Add source-backed evaluator CLI flows by wuman001 · Pull Request #919 · inclusionAI/AWorld

wuman001 · 2026-06-10T14:15:41Z

Summary

Add source-backed evaluator CLI flows for task, answer, and trajectory evaluation.
Run task inputs through the default CLI main agent when --agent is omitted, then judge the produced state.
Support trajectory replay, generated trajectory evaluation, answer veto gating, and keep local eval artifacts out of Git.

Test Plan

pytest tests/docs/test_evaluator_report_docs.py tests/evaluations/test_evaluation_input_sources.py tests/core/test_evaluator_runtime.py tests/core/test_evaluator_top_level_command.py tests/test_slash_commands.py -q
openspec validate aworld-cli-evaluator-source-run-2026-06-10 --strict
python -m py_compile aworld/evaluations/sources.py aworld/evaluations/report.py aworld-cli/src/aworld_cli/evaluator_runtime.py aworld-cli/src/aworld_cli/commands/evaluation_cmd.py aworld-cli/src/aworld_cli/top_level_commands/evaluator_cmd.py
conda run -n aworld_env aworld-cli evaluator --input ~/Documents/task_input.jsonl --kind task --judge-agent eval/trajectory_evaluator/answer_quality_agent.md --out-dir eval/trajectory_evaluator/reports

gemini-code-assist

Code Review

This pull request introduces a comprehensive framework-owned evaluation input source layer, state adapters, and a replay runtime harness to support replaying existing outputs (such as task+answer files and AWorld trajectory logs) without re-executing targets. It also adds rollout-owning runtime composition, user simulators, step-level rewards, retry wrappers, environment isolation, and independent repeated trials with pass@k/pass^k metrics. On the CLI side, a source-backed evaluator mode is added along with report schema export, validation, and lifecycle hooks. The review feedback highlights a potential crash in StateCheckGrader.grade due to unhandled exceptions during non-numeric comparisons, a local import that should be moved to the top of the file per PEP 8, and several broken documentation links containing absolute local file paths.

Important

The consumer version of Gemini Code Assist on GitHub is being sunset. Starting June 18, 2026, new organization installations will be blocked, and all code review activity will officially cease on July 17, 2026.
For more details on the timeline and next steps, please review the Help Documentation.

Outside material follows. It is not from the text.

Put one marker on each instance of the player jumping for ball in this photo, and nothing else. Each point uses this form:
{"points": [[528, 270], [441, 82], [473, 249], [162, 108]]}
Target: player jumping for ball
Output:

gemini-code-assist · 2026-06-10T14:20:03Z

+        try:
+            actual = _resolve_path(sources[self.source], self.path)
+            passed = _compare_values(actual, self.op, self.expected)
+            reason = "matched" if passed else f"expected {self.expected!r}, got {actual!r}"
+        except KeyError:
+            actual = None
+            passed = False
+            reason = f"missing path: {'.'.join(self.path)}"


The _compare_values function attempts to convert values to float for comparison operators like >, <, etc. If the actual value from the state is a non-numeric string, this will raise a ValueError which is not handled in this try...except block. This could crash the evaluation for certain state check graders. Consider wrapping the call to _compare_values in its own try...except block to handle potential ValueError or TypeError exceptions gracefully.

try: actual = _resolve_path(sources[self.source], self.path) try: passed = _compare_values(actual, self.op, self.expected) reason = "matched" if passed else f"expected {self.expected!r}, got {actual!r}" except (ValueError, TypeError): passed = False reason = f"incompatible types for comparison: expected comparable to {self.expected!r}, got {actual!r}" except KeyError: actual = None passed = False reason = f"missing path: {'.'.join(self.path)}"

gemini-code-assist · 2026-06-10T14:20:03Z

+    target_path = resolve_cli_target_path(target)
+    workspace_path = str(target_path.parent if target_path.is_file() else target_path)
+    suite_selection = resolve_workspace_suite_selection(target=target, suite=suite)
+    from aworld.evaluations.substrate import resolve_eval_suite_selection


This from ... import ... statement is inside the run_evaluator_cli function. According to PEP 8, imports should usually be at the top of the file for clarity and to avoid potential issues with repeated imports. If this local import is intended to avoid a circular dependency or for a significant performance optimization, it would be good to add a comment explaining why. Otherwise, please move it to the top of the file for better code organization and readability.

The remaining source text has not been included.